Herb seemed to think about this a bit, nodding in acceptance. “I can understand that.”
Tempus smiled. Of course you can. After all, you penned it. He turned and closed the briefcase on his desk, successfully hiding the copy of A Modern Utopia within it. “Let me ask you something. First, where are you from?”
“I was raised in Bromley, Kent, sir.”
Tempus had to bite his tongue in order to clamp down on his laughter, but a sharp burst escaped anyways. Ironic. Perhaps that explains the fascination. He shook his head. “And have you done very much travelling?”

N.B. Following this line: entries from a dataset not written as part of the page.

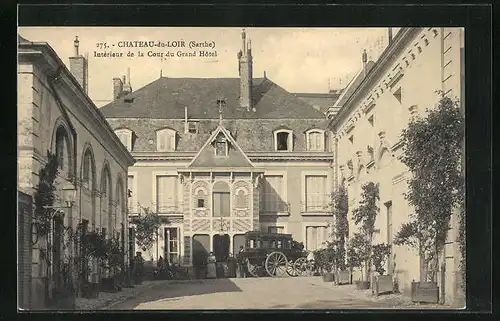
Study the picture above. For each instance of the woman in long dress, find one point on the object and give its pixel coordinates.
(211, 268)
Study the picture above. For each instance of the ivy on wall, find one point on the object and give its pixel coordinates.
(432, 151)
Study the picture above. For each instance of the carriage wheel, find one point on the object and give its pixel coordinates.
(291, 270)
(300, 266)
(276, 264)
(253, 269)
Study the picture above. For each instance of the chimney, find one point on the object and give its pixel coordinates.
(117, 88)
(365, 59)
(245, 70)
(127, 88)
(78, 65)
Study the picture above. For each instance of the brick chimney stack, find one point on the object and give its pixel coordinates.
(78, 66)
(245, 71)
(117, 87)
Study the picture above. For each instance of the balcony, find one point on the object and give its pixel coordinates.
(319, 205)
(281, 208)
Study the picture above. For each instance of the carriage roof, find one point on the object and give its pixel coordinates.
(263, 235)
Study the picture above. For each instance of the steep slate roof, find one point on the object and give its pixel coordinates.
(165, 98)
(206, 156)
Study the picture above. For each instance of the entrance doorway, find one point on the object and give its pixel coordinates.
(221, 247)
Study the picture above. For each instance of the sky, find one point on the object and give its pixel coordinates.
(306, 60)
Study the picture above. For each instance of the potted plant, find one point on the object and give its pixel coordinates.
(381, 283)
(340, 208)
(364, 217)
(357, 257)
(433, 153)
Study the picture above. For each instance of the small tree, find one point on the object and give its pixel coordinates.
(146, 228)
(364, 216)
(432, 151)
(340, 202)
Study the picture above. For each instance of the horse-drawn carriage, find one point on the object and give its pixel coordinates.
(273, 254)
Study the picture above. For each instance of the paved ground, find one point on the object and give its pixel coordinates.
(261, 293)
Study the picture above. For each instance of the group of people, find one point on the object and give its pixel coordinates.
(241, 264)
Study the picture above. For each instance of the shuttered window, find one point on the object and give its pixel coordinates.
(273, 194)
(221, 204)
(316, 193)
(166, 194)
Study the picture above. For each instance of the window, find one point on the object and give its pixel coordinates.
(315, 140)
(88, 172)
(166, 194)
(221, 204)
(200, 199)
(316, 196)
(370, 120)
(283, 140)
(125, 136)
(192, 127)
(315, 237)
(272, 199)
(241, 199)
(62, 149)
(171, 244)
(132, 208)
(276, 229)
(221, 147)
(165, 140)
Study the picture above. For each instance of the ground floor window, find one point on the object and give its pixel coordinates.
(221, 247)
(172, 244)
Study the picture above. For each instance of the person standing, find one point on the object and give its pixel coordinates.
(241, 263)
(138, 267)
(211, 267)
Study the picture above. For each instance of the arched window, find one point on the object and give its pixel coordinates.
(125, 136)
(315, 140)
(62, 149)
(283, 140)
(88, 170)
(241, 199)
(165, 140)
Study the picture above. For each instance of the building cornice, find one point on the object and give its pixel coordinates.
(404, 36)
(53, 65)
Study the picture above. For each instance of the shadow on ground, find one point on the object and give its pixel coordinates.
(175, 290)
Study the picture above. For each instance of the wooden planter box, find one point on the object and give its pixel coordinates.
(362, 285)
(424, 292)
(328, 277)
(343, 277)
(382, 284)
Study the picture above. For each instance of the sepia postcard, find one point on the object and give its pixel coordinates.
(212, 168)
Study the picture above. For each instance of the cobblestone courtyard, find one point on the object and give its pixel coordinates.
(261, 293)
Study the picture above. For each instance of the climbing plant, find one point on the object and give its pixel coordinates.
(44, 195)
(365, 216)
(432, 151)
(147, 225)
(341, 229)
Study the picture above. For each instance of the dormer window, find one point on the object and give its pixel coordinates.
(315, 140)
(165, 140)
(221, 147)
(283, 140)
(125, 136)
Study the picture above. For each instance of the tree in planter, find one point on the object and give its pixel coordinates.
(365, 216)
(340, 202)
(432, 151)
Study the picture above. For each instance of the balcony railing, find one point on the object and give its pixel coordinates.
(274, 208)
(317, 204)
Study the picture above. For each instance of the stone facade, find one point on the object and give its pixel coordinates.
(56, 115)
(401, 85)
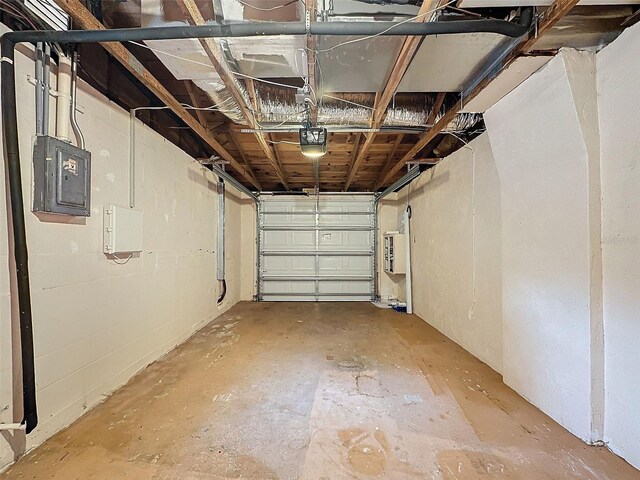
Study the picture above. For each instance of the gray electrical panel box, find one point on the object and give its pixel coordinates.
(62, 177)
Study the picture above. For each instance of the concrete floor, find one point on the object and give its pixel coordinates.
(317, 391)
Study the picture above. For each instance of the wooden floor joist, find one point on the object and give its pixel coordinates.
(193, 15)
(84, 19)
(550, 17)
(384, 97)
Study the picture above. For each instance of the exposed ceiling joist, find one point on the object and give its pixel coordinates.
(551, 16)
(384, 97)
(191, 90)
(264, 140)
(193, 15)
(84, 19)
(437, 106)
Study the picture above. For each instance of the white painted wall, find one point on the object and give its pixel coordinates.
(456, 254)
(543, 161)
(97, 323)
(387, 222)
(619, 107)
(555, 243)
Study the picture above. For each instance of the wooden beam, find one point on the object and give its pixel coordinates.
(234, 143)
(193, 15)
(200, 115)
(389, 162)
(264, 140)
(193, 95)
(84, 19)
(354, 153)
(384, 97)
(437, 106)
(551, 16)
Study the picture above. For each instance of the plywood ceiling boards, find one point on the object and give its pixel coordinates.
(509, 79)
(536, 3)
(445, 63)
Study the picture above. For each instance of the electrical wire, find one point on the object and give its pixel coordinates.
(348, 101)
(369, 37)
(268, 9)
(15, 11)
(282, 141)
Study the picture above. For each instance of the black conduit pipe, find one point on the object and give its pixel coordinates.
(20, 254)
(10, 121)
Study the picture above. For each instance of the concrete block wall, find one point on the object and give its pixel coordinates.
(526, 249)
(97, 323)
(455, 253)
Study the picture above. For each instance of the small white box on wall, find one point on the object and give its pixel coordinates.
(122, 230)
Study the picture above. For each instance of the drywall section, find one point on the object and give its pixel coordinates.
(97, 323)
(549, 202)
(455, 247)
(619, 107)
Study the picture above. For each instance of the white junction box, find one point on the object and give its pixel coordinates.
(122, 230)
(395, 256)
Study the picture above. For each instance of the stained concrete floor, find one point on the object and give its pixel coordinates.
(317, 391)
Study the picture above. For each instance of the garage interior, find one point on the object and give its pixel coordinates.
(320, 239)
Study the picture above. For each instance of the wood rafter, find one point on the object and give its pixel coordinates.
(84, 19)
(390, 158)
(437, 106)
(193, 15)
(551, 16)
(234, 143)
(384, 97)
(193, 96)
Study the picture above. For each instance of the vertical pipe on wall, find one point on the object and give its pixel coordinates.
(74, 101)
(132, 158)
(17, 231)
(220, 250)
(46, 89)
(63, 112)
(39, 89)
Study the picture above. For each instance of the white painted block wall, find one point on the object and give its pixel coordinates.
(619, 107)
(563, 248)
(97, 323)
(456, 251)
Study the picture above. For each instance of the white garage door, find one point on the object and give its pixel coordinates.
(316, 248)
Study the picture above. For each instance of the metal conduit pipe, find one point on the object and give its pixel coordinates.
(10, 117)
(74, 101)
(46, 89)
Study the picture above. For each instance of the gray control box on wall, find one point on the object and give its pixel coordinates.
(62, 178)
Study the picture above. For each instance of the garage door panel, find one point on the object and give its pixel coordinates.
(345, 266)
(316, 249)
(284, 265)
(278, 240)
(345, 241)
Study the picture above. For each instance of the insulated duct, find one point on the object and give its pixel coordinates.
(10, 119)
(407, 110)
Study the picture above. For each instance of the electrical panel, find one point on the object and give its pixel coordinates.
(62, 178)
(122, 230)
(395, 256)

“Some, sir. Most of England.”
Tempus nodded. “Might I suggest you expand your world knowledge?”
The younger man frowned. “What do you mean?”
“Well, if you’re wanting to know human nature, and what makes us tick- where we’re going, where we’ve been- you’ve got to see the world. You’d be surprised by some of the things you’ll find.”
“Have you travelled a lot, sir?”
He smiled. “Yes. More than you might guess.”
“And what did you find?”
Tempus shot the younger man a cryptic smile as he stood up, gathering his things together and heading for the door. He paused at the doorway, unable to resist. “Utopia will never work for any society, no matter how powerful or good the man in charge is.”
H.G. Wells was standing on edge, excitement lacing his expression as he waited for his instructor to provide more details. “Why?”
“Duh.” He paused for effect. “It’s boring.”
And with that, Tempus left H.G. Wells alone in the classroom. He only hoped his plan had worked.
Herbert George Wells did actually drop out of his lessons while pursuing a degree in biology at the Normal School of Science in London, England in the year 1887. It is said that he taught classes without a degree until he went back and completed his B.S. program in 1890. Of course, we know what he was really up to … building a working model time machine ;)
And what if, just maybe, someone decided to interfere with that?